There are so many holes in former president Donald Trump’s claim that he declassified the documents confiscated by the FBI during its Aug. 8 search of Mar-a-Lago that it’s hard to keep track. The latest came Wednesday night, when Trump’s own lawyers agreed with the Justice Department that if a special master were appointed to review the seized materials, that person should have a top secret/SCI security clearance: If Trump’s declassification claim were correct, why the need for a special master to have that clearance? Equally significant is that none of the three federal crimes that formed the basis for the search — Espionage Act violations, mishandling of government records and obstruction of justice — turn on the documents’ classification status. So the declassification issue is the reddest of red herrings: It’s as factually implausible as it is legally irrelevant.
But there’s one more problem with Trump’s argument that these rebuttals don’t fully capture. Even if it were accurate and relevant, it would be no less damning as an indictment of the former president.
Although the concept of national security secrets goes back to the nation’s founding, the formal legal rules for “classification” date only to the aftermath of World War II. This is partly why the Espionage Act, enacted in 1917, refers to the broader and more amorphous category of “information relating to the national defense.” The modern classification system was created in a September 1951 executive order signed by President Harry Truman. In that order, and in the numerous amendments that have followed, the core principle has always been the same: The purposes of national security classification are “to protect the national security of the United States” and “to establish a system for the safeguarding of official information the unauthorized disclosure of which would or could harm, tend to impair, or otherwise threaten the security of the nation.” The most recent classification order, signed by President Barack Obama in 2009, endorses a similar view: “Throughout our history, the national defense has required that certain information be maintained in confidence in order to protect our citizens, our democratic institutions, our homeland security, and our interactions with foreign nations.”
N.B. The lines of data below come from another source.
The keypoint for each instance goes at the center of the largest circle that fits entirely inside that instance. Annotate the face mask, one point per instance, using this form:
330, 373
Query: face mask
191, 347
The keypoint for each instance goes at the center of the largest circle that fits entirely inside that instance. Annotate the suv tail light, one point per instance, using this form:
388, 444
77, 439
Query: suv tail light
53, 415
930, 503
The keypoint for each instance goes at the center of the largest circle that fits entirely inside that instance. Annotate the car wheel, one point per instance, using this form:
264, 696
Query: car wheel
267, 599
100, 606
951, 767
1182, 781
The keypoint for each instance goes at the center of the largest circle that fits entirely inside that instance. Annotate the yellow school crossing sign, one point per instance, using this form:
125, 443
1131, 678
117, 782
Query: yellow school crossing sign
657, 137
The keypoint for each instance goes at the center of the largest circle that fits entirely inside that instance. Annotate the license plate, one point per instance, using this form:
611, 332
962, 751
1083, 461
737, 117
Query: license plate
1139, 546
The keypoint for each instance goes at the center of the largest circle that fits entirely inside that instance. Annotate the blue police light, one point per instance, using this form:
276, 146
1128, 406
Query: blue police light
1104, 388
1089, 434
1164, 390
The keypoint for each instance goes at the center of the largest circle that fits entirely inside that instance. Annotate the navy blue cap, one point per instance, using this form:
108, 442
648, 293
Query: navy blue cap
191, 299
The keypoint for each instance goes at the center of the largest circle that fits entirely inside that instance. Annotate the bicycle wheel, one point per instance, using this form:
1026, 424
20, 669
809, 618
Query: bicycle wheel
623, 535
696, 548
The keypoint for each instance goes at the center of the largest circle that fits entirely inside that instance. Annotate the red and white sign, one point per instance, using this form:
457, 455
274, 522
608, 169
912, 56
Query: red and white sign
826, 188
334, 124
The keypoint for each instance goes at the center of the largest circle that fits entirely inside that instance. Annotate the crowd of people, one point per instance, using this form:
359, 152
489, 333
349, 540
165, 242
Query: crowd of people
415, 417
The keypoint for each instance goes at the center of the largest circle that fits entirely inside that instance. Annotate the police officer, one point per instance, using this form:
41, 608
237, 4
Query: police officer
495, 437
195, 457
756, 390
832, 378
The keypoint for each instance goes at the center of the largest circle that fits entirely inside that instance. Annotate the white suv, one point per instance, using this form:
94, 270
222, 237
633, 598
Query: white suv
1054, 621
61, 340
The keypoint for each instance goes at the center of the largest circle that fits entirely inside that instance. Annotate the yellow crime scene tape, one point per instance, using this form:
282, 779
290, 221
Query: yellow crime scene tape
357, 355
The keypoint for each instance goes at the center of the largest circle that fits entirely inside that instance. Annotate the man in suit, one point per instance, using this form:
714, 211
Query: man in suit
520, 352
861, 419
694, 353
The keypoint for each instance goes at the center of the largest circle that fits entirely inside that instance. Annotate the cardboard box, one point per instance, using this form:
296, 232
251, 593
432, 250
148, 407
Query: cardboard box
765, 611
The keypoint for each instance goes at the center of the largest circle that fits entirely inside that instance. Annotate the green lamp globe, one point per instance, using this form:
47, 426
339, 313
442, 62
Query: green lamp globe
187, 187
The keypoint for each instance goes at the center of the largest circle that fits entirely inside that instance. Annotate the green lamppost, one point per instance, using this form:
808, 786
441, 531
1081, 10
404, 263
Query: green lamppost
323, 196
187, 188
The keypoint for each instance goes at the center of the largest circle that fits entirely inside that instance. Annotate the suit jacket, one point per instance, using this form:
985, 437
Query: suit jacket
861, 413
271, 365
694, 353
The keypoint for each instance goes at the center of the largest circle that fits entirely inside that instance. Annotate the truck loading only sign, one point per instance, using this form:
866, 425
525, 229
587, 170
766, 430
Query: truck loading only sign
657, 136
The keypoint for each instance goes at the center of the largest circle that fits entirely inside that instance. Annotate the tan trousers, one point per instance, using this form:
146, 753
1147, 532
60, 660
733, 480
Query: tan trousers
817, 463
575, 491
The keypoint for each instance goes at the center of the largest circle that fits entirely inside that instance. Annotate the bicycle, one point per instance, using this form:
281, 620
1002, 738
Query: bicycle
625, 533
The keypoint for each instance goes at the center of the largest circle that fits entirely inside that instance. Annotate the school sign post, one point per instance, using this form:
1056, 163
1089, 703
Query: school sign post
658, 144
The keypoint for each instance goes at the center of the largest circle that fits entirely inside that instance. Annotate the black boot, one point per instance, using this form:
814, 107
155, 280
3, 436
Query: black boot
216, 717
In other words, national security classification does not just have bureaucratic utility; it reflects the concern that allowing certain information into the public domain could pose grave risks to the safety and security of Americans and our allies. Yes, there are long-running and entirely justified concerns about over-classification — and about the public’s difficulties in accessing information that should be available. But no one seriously disputes that the government needs to keep at least some information properly classified, and that declassification should be based at least in part on an assessment of the risks (or lack thereof) of publicizing the material.
Against that backdrop, consider Trump’s “I declassified them” defense — and note what’s missing from it. In the various forms and forums in which he has made it, he has never said that he declassified the materials because he was concerned about over-classification. Nor has he suggested that he declassified them because, although they were properly classified in the first place, his judgment was that the information ought to be in the public domain. Nor has he argued that the materials did not meet the relevant classification criteria — perhaps because they revealed misconduct or malfeasance by other government officers. Trump’s argument is far less sophisticated than any of these. His claim is that he had a “standing order” (for which there is no evidence) that everything he took with him to his private residence was automatically declassified, regardless of what it was.
Trump’s supporters seem to think that, once again, the president has outfoxed his critics. But imagine for a moment that such an order existed (it doesn’t), whether or not it’s relevant to Trump’s potential legal liability (it isn’t). That would mean that Trump declassified some of our most sensitive national security secrets not because he wanted the public to know about them, and not because he thought they were wrongly classified; he did it — if he did it — because he was lazy. In this scenario — this defense, such as it might be — he wanted to make it easier to take what might be the crown jewels of our national security state back and forth with him without having to do what every other government official does; that is, use a “secure compartmentalized information facility,” or SCIF. Secret technology that we don’t want to share with China? Too bad. Human intelligence that could be used to smoke out American agents in foreign governments? Not his problem. Specific details about the deployment of U.S. troops overseas? Whatever.
Trump’s “defense” would mean that he committed what would have to be the most stunning and indefensible systematic breach of our national security not just by any president in American history, but perhaps by any person. Edward Snowden and Chelsea Manning may be responsible for putting a greater number of government secrets into the public domain, but they at least had substantive reasons for doing so — whether or not we agree with them. In Trump’s version of events, breaching our national security and potentially exposing secrets happened simply because he couldn’t be bothered to handle classified information correctly. It’s not quite the “Twinkie defense,” the standard for wildly improbable justifications for improper behavior, but it’s not far off.
In a better-functioning system, such a wholesale and unspecific declassification of national security secrets would be impeachable. For the moment, we’re stuck with the hope that it will at least have political consequences for Trump should he choose to run for the presidency again in 2024. After all, when the best argument Trump can muster for why he didn’t commit multiple felonies in bringing these materials to Mar-a-Lago is that his convenience was more important than the nation’s security, that ought to be disqualifying — especially if it’s true.